Six diverse women cope with hard times in the big city, on its streets, in its bistros and byways, in this fast-paced, hard-driving one-woman show Alanna Ubach created, performs and co-wrote with her director, Ian McCrudden. Ubach is one peppy young lady of Mexican and Puerto Rican descent, who prefers to be considered omni-ethnic, and can pull it off, as we see here. Bio notes say she started acting at age l0, and judging by her extensive list of credits, she hasn't stopped for a moment since.

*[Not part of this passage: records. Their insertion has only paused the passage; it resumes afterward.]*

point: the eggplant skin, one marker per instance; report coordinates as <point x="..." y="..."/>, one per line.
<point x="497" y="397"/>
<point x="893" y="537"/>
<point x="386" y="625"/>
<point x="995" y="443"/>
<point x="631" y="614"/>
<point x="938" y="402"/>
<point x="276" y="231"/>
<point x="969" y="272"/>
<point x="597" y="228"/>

The recurring character here is a street-smart Puerto Rican toughie on the mean streets of New York, hustling tie-died T-shirts blazoned with blotchy American flag emblems--or anything else she can sell from the geegaws and doodads stashed in the lining of her padded jacket. She's trying to raise money for her indigent pregnant sister. She can't read or write. She's a game little dynamo, of the earth, earthy, who demands respect and may remind you a bit of Lily Tomlin's more ethereal bag lady in Search for Signs of Intelligent Life.... Next she's a dauntless black performer with exaggerated curves, auditioning for a gig. She pulls tap shoes from a See's Candy bag and struts her stuff. Everything jiggles.
Now she's such a nonstop high-energy workout addict at an exercise spa, one needs to be in good condition just to watch. She leaves us, but not herself, breathless. As a rich bitchiest-bitch-of-them-all, she throws her weight around at a chic Manhattan watering hole. Her most affecting, and emotional, portrayal is that of an Iranian woman suffering intense grief and guilt after an abortion, seeking solace at a cathedral. This episode ties significantly into the evening's final vignette, in which the street gamine's sister blissfully awaits the birth of her baby--which she decrees must be a girl, who must grow up to be "a strong woman." It amounts to a mission statement, and it ends the show on a note of hope and courage.
Ubach is very young, very talented, and very beautiful, with an agile, disciplined dancer's body, startlingly wide green/blue/ hazel eyes, and an expressive face that can be waif, bitch, siren, or madonna. That she's altogether gorgeous seems to be the last thing on her mind, which I find refreshing.
One complaint: On opening night the program handed out was miserably inadequate. They promise a better one.